The following excerpts are from Bernard-Henri Lévy, the French reporter and author of “Who Killed Daniel Pearl.” You should know, if you don’t know Levy, he’s you’re typical liberal Frenchman. That is to say, critical of American foreign policy until the stuff hits the fan — in this case Putin’s Russia acting as Khrushchev’s. So, his reporting from Georgia isn’t coming from the villified “neo-con” view. Quite the opposite.

In any event, he’s a solid professional, and what he had to say on his visit to Georgia is well worthy of attention.

Then, forty kilometers outside the city, around Okami, we see a battalion, as usual Russian, attached to a unit of armored vehicles whose role is to stop journalists from going one direction and refugees from going the other.
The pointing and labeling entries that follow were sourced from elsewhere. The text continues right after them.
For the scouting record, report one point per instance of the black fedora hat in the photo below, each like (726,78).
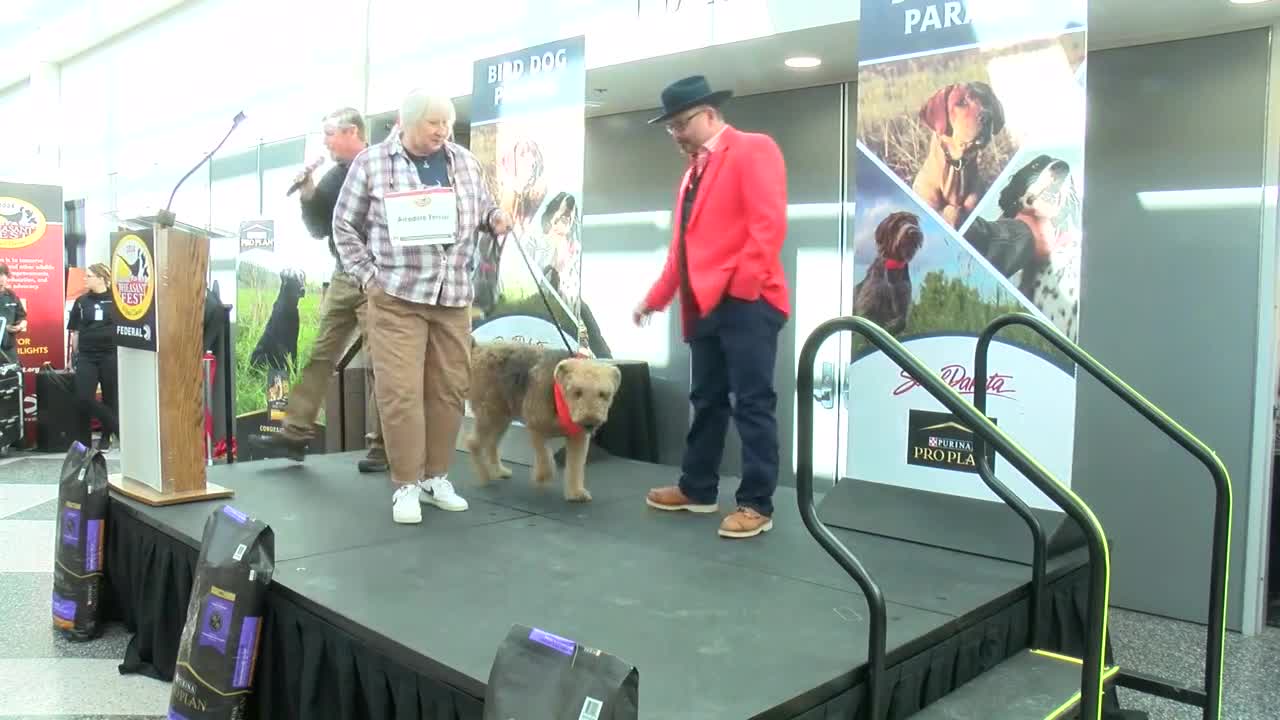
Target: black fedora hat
(688,92)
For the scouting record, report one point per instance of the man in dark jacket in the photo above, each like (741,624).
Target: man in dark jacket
(343,310)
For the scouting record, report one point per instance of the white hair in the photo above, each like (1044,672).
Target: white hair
(419,104)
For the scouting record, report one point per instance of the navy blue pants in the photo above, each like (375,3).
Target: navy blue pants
(734,351)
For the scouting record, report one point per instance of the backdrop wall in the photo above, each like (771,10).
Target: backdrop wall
(1171,304)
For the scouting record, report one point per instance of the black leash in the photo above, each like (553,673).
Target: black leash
(540,294)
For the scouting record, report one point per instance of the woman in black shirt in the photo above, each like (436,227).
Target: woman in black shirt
(92,324)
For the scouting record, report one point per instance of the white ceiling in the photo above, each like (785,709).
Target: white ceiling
(755,65)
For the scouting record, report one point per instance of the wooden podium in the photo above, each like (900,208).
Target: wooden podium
(158,285)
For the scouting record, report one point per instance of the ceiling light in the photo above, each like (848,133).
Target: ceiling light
(803,62)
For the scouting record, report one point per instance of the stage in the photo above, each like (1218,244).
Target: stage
(370,619)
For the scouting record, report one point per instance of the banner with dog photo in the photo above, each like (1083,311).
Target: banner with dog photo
(279,286)
(968,205)
(528,130)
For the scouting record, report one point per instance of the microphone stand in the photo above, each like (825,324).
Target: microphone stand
(165,218)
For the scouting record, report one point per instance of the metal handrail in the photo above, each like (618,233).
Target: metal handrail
(1219,566)
(1091,673)
(1040,543)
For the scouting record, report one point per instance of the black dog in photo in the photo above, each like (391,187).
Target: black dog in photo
(278,347)
(883,296)
(1042,195)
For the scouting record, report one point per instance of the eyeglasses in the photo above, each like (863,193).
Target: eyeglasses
(680,124)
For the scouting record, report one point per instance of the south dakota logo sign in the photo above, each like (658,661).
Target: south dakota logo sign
(21,223)
(132,277)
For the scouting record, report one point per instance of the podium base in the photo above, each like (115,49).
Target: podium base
(147,495)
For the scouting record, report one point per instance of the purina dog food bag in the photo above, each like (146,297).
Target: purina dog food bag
(536,675)
(81,543)
(219,646)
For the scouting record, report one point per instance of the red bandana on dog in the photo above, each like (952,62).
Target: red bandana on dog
(562,413)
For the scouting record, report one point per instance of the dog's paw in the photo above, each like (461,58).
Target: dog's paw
(581,496)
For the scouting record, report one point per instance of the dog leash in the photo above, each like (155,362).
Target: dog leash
(538,283)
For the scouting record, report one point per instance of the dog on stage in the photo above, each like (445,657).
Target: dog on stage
(553,393)
(278,347)
(1042,195)
(883,296)
(963,119)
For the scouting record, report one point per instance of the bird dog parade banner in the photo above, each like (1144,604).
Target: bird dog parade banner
(968,205)
(528,131)
(31,246)
(278,296)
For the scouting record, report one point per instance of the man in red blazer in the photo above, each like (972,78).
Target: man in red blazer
(728,227)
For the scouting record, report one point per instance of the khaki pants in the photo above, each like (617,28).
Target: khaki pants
(423,354)
(342,314)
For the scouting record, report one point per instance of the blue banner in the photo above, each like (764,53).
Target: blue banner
(534,80)
(528,130)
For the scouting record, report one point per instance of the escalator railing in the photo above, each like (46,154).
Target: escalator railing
(1098,592)
(1211,697)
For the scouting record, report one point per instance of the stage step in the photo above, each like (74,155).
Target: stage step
(1029,686)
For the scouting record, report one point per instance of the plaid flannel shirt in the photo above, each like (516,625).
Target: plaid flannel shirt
(433,274)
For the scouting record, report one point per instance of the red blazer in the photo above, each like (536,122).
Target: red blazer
(736,229)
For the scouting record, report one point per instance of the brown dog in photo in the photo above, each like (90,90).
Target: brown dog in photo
(883,296)
(553,393)
(963,119)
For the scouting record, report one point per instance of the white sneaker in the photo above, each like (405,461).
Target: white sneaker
(440,493)
(405,505)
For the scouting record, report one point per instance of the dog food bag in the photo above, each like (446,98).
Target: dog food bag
(218,651)
(81,543)
(536,675)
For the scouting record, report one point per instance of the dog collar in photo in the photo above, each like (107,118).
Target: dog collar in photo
(563,415)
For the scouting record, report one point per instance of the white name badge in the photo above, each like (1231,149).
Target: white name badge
(421,217)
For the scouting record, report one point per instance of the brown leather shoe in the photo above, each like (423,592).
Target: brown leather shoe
(744,523)
(673,499)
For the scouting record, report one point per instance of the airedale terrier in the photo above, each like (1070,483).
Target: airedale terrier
(552,392)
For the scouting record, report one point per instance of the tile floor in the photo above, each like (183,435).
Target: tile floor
(48,678)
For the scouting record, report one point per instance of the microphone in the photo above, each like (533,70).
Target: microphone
(302,176)
(165,218)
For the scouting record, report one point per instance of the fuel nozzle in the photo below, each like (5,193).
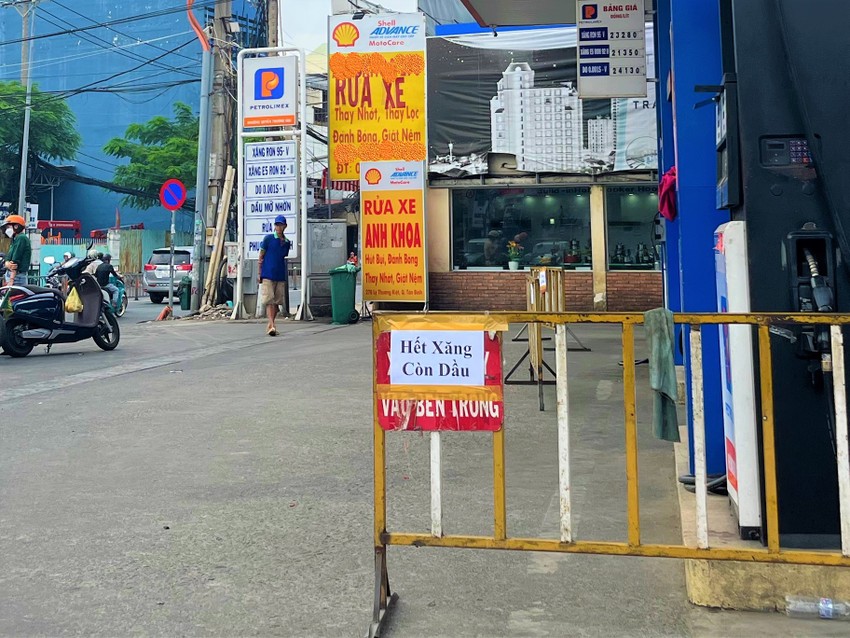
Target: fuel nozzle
(822,295)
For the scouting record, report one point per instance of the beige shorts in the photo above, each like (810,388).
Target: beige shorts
(272,292)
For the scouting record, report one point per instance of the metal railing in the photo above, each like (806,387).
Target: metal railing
(633,545)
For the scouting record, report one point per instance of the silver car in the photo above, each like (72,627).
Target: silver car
(157,269)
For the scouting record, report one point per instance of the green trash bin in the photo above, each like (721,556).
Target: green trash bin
(185,293)
(343,288)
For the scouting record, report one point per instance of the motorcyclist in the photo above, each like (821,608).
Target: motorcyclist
(104,270)
(20,252)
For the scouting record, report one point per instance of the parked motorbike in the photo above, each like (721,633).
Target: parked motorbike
(32,315)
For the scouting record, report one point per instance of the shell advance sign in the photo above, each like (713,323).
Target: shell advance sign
(377,91)
(393,225)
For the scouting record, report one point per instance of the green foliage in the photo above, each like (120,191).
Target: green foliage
(53,134)
(158,150)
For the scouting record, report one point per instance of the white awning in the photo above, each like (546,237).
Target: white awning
(509,13)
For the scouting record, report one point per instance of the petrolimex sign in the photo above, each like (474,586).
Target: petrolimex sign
(269,94)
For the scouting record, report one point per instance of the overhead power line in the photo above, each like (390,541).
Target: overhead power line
(83,88)
(109,46)
(121,33)
(118,21)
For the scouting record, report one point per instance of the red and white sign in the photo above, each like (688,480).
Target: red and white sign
(431,415)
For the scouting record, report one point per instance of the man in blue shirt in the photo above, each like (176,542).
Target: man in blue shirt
(273,253)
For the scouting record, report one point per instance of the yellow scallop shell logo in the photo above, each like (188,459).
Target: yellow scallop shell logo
(373,176)
(345,34)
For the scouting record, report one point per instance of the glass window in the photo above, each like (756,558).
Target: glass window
(552,225)
(631,213)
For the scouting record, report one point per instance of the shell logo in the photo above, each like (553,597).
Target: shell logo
(373,176)
(345,34)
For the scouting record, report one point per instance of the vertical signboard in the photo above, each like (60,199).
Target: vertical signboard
(376,91)
(392,220)
(270,185)
(269,92)
(611,49)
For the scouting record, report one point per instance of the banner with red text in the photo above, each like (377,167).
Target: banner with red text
(441,414)
(392,221)
(376,90)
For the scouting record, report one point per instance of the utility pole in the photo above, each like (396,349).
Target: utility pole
(272,17)
(222,108)
(26,8)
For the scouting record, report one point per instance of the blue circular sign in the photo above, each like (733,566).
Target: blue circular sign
(172,195)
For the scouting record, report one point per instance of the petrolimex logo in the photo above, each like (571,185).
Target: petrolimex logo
(345,34)
(373,176)
(268,84)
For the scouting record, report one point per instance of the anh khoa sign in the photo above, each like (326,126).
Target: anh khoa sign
(376,90)
(392,219)
(439,380)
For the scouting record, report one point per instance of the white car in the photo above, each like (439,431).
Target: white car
(157,270)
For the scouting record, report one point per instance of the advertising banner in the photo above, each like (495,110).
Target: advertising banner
(392,220)
(270,187)
(376,91)
(513,102)
(440,358)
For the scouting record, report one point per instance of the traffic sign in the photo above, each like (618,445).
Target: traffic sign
(172,195)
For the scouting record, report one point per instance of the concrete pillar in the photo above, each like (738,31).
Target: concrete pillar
(599,247)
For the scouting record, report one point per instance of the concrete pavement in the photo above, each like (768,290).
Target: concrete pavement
(214,481)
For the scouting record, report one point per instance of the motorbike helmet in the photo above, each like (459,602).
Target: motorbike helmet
(14,219)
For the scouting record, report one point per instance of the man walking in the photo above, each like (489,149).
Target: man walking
(273,253)
(20,252)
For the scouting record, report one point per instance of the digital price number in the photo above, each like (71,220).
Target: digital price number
(627,53)
(625,35)
(627,70)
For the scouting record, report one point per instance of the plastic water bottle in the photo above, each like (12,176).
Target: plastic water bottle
(809,607)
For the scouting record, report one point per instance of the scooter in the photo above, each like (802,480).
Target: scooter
(32,315)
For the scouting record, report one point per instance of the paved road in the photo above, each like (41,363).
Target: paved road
(205,479)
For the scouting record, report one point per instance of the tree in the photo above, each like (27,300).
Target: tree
(53,133)
(158,150)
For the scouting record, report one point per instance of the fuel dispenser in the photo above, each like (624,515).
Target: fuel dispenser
(783,149)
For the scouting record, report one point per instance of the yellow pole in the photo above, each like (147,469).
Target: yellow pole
(632,487)
(380,449)
(768,439)
(499,511)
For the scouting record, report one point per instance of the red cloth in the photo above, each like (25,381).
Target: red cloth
(667,205)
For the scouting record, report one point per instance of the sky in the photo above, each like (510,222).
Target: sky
(305,22)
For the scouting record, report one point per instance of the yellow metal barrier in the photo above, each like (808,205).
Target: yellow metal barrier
(633,546)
One of them, a peasant, wounded in the forehead, still dazed and terrified, tells me the story of fleeing his village in Ossetia on foot, three days ago. The Russians arrived, and in their wake, Cossack and Ossetian gangs pillaged, raped and murdered. As they did in Chechnya, they rounded up the young men and drove them away in trucks, to unknown destinations. Fathers were killed in front of their sons. Sons were killed in front of their fathers. In the basement of a house which they blew up with propane cylinders they had collected, they came upon a family and stripped them of everything they had tried to hide and then forced the adults to kneel down and executed them with a single shot to the head. The Russian officer in charge at the check point listens to the story. But he doesn’t care. In any case he looks like he has been drinking too much and he just doesn’t care. For him, the war is over. No scrap of paper, a ceasefire, a five or six-point agreement- will change his victory. And this pathetic refugee can say whatever he wants.

…After crossing through six new check points, one of which consists of a tree trunk hoisted up and down by a winch commanded by a group of paramilitaries, we arrive in Gori. We are not in the center of the city. But from where Lomaia has dropped us, before taking off in the Audi to collect his wounded, from this intersection dominated by an enormous tank as big as a rolling bunker, we can see fires burning everywhere. Rockets lighting up the sky at regular intervals, followed by short detonations. The emptiness.

The slight odor of putrefaction and death. Most of all, the incessant rumbling of armored vehicles. Almost every other car is an unmarked car jammed with militia, recognizable because of their white armbands and their headbands. Gori does not belong to the Ossetia which the Russians claim they have come to “liberate.” It is a Georgian town. And they have burned it down, pillaged it, reduced it to a ghost town. Emptied.

“It’s logical,” explains General Vyachislav Borisov, as we stand in the stench and the night waiting for Lomaia to return. “We are here because the Georgians are incompetent, because their administration collapsed and the town was being looted. Look at this,” showing me on his cell phone photographs of weapons of Israeli origin, which he emphasizes heavily, “Do you think we could leave all this lying around without supervision? And let me tell you,” he struts around, striking a match to light a cigarette, startling the little blond tank gunner who had fallen asleep in his turret, “We summoned the Israeli Foreign Minister to Moscow.

And he was told that if he continues to supply arms to the Georgians we would continue to supply Hezbollah and Hamas.” We would continue? What an admission!

…The last word will belong to the American Richard Holbrooke, a ranking diplomat close to Barack Obama whom I meet in the bar of our hotel at the tail end of the night: “There is floating in this affair a bad smell of appeasement.” He is right. Either we are capable of raising our voice and saying STOP to Putin in Georgia. Or the man who went, in his own words, “down into the toilets” to kill the civilians in Chechnya will feel he has the right to do the same thing to any one of his neighbors.

Is this how we will build Europe, peace and the world of tomorrow?